About two-thirds of Americans now believe there are strong conflicts between the rich and poor, making class a likelier source of tension than traditional flash points of race or nationality, a study from the Pew Research Center found.
The nonprofit think tank released a study Wednesday that found a growing number of Americans say there are “strong” or “very strong” conflicts between the rich and poor — a number that has grown 19 percent since July 2009. This growing class friction is a greater potential source of tension in the country now than traditional divides over immigration, race and age.
“It is kind of amazing,” said Richard Morin, a senior editor at Pew who authored the study. “This is people not only sensing conflict but people sensing an intensity of these conflicts — that’s what makes it striking and politically important.”
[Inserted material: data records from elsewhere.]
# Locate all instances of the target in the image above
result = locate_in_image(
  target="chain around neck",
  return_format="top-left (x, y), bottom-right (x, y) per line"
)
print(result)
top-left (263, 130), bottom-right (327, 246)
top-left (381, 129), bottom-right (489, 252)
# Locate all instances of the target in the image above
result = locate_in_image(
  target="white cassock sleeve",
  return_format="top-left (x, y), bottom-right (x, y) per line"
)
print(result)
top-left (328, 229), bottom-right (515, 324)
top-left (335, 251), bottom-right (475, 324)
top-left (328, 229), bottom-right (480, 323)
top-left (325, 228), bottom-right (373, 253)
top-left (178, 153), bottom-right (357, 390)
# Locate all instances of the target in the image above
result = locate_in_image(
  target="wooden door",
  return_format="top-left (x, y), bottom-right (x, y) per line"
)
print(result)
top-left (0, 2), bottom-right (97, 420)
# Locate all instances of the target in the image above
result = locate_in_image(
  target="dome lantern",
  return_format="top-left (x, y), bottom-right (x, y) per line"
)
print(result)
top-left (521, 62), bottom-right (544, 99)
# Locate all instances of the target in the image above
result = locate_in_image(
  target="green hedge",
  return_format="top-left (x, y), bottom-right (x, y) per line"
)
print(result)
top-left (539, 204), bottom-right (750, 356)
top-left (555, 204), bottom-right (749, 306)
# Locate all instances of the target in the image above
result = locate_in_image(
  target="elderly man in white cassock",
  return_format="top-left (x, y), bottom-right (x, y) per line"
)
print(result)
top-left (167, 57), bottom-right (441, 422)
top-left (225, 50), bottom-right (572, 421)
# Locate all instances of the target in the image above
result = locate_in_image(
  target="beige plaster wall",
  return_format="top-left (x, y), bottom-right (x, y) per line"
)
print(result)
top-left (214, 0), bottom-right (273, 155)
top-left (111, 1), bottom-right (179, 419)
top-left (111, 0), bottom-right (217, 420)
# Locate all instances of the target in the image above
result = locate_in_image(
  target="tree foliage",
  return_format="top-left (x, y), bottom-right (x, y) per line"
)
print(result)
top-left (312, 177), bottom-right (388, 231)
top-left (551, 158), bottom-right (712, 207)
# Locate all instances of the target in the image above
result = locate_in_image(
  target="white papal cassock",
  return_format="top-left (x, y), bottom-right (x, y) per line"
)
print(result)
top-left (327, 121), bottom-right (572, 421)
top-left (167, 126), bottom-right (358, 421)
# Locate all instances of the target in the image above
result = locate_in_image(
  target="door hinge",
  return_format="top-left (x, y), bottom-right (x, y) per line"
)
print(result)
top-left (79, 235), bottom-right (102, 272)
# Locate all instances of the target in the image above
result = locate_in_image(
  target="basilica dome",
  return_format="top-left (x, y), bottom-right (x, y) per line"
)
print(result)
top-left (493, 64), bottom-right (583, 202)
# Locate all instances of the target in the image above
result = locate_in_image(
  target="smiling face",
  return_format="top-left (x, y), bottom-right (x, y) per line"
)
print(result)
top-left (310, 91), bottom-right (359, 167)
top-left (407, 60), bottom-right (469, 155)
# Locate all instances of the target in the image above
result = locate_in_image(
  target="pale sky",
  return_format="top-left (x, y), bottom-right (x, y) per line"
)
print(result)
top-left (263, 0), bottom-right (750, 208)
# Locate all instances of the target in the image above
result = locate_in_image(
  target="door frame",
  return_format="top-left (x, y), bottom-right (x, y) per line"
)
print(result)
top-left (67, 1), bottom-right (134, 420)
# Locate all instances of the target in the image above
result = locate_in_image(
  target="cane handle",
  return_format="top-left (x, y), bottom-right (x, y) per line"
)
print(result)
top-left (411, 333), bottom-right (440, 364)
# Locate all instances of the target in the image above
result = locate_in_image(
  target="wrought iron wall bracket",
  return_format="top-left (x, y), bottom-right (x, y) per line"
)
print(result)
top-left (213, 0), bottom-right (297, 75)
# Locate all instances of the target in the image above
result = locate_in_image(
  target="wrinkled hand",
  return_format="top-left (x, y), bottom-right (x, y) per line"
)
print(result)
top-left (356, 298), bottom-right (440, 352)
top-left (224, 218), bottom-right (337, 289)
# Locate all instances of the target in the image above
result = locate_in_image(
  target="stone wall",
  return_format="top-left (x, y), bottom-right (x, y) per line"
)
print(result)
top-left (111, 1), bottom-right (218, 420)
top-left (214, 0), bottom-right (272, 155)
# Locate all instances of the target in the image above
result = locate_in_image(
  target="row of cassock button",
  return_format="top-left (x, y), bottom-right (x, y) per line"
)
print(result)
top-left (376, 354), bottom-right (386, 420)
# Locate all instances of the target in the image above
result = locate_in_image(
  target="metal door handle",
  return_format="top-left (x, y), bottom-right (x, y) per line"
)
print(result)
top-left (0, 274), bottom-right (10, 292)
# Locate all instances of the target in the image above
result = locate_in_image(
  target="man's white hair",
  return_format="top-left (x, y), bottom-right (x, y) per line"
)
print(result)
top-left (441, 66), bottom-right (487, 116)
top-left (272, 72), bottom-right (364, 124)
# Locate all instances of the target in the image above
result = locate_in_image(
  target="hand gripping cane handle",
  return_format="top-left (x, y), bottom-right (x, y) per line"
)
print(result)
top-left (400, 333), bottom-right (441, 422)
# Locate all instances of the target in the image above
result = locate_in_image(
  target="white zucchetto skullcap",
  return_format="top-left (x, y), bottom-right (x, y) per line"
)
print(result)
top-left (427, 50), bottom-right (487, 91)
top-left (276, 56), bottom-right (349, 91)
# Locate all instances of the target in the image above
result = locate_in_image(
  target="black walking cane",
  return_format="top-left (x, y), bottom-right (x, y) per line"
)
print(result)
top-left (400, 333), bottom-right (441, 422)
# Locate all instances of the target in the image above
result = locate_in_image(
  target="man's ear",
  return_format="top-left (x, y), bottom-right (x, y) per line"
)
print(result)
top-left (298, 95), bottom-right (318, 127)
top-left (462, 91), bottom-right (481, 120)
This pronounced attitude shift occurred throughout the income spectrum — to the very poor to wealthy — as well as among those with diverse political views. But younger adults, Democrats and African-Americans were more likely than others to sense the class tension, according to the study, a national survey of 2,048 adults.
While the survey results show a significant shift in public perceptions of class conflict in American life, they do not necessarily signal an increase in grievances toward the wealthy. It is possible that individuals who see more conflict between the classes think that anger toward the rich is misdirected. Nor do these data suggest growing support for government measures to reduce income inequality.